Keep Pot Out of Neighborhoods and Schools formally asks legislature to adopt legalization initiative
In a surprise move, the campaign committee created to oppose the Coalition to Regulate Marijuana Like Alcohol’s (CRMLA) legalization initiative issued a news release yesterday formally asking the legislature to pass marijuana legalization. In response, the CRMLA is also calling on Michigan lawmakers to pass the initiative and put an end to the unnecessary arrests and waste of law enforcement resources and make well-regulated and taxed cannabis available to responsible Michigan adults 21 and older.
“When even your opposition is arguing in support of marijuana legalization, it is clear that now is the time to end cannabis prohibition in Michigan,” said CRMLA spokesperson Josh Hovey. “The legislature has an opportunity to do the right thing and every day we wait means more unnecessary arrests and lives ruined, so we too urge lawmakers to pass legalization immediately.”
Roughly 20,000 people are arrested for marijuana-related incidents in Michigan every year, meaning that lawmakers could prevent nearly 8,000 people from entering the criminal justice system by passing the initiative now instead of waiting until the November election.

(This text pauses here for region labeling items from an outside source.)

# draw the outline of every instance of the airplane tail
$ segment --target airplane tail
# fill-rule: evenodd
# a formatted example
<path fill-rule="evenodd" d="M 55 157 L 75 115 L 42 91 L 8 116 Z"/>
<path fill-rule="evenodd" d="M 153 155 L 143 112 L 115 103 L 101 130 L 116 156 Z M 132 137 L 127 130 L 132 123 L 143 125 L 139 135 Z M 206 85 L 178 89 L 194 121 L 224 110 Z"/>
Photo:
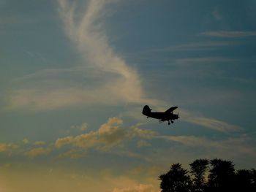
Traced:
<path fill-rule="evenodd" d="M 152 110 L 149 108 L 148 105 L 145 105 L 142 111 L 142 113 L 145 115 L 147 115 L 147 114 L 150 113 L 151 110 Z"/>

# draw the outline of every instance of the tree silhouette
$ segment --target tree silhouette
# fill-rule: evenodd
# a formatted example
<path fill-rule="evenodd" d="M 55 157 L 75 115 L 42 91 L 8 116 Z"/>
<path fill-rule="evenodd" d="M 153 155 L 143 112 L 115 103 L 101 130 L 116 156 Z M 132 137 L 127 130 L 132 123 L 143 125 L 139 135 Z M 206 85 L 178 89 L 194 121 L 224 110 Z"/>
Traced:
<path fill-rule="evenodd" d="M 191 180 L 188 171 L 184 169 L 180 164 L 173 164 L 170 169 L 159 176 L 160 188 L 162 192 L 191 191 Z"/>
<path fill-rule="evenodd" d="M 208 161 L 207 159 L 197 159 L 189 164 L 190 173 L 192 175 L 193 191 L 203 191 L 206 186 L 204 177 L 207 170 Z"/>
<path fill-rule="evenodd" d="M 236 172 L 234 185 L 238 191 L 250 191 L 252 172 L 247 169 L 240 169 Z"/>
<path fill-rule="evenodd" d="M 234 165 L 230 161 L 214 158 L 210 161 L 208 186 L 210 191 L 226 191 L 230 190 L 235 176 Z"/>
<path fill-rule="evenodd" d="M 217 158 L 197 159 L 189 166 L 189 172 L 180 164 L 175 164 L 167 173 L 160 175 L 162 192 L 256 191 L 254 169 L 235 172 L 232 161 Z"/>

While the formerly opposed organization Keep Pot Out of Neighborhoods and Schools joined in calling on lawmakers to pass CRMLA’s initiative, they also made several misleading and inaccurate statements in their calls for amendments to the legalization proposal.
- Rather than “opening the floodgates for unregulated pot shops and growers” the CRMLA initiative is proposing a strict licensing structure that mirrors the Medical Marijuana Facility Licensing Act that the legislature passed with bipartisan support in the fall of 2016.
- We do not allow “untested product with limited quality controls.” In fact, the initiative requires marijuana businesses to follow all testing, packaging, and labeling requirements established by the state of Michigan.
- The CRMLA initiative would not “siphon away” funding for local government. Instead, we are proposing a 10 percent excise tax on retail sales, and 30 percent of tax revenues would be directed to counties and municipalities that choose to allow cannabis businesses to operate in their jurisdictions.
“Our initiative takes lessons learned from other states that have already ended marijuana prohibition and combines them with the best regulatory practices established by the Michigan legislature in the passage of the Medical Marijuana Facility Licensing Act,” said Hovey. “These are strong regulations that will serve as a model for the country.”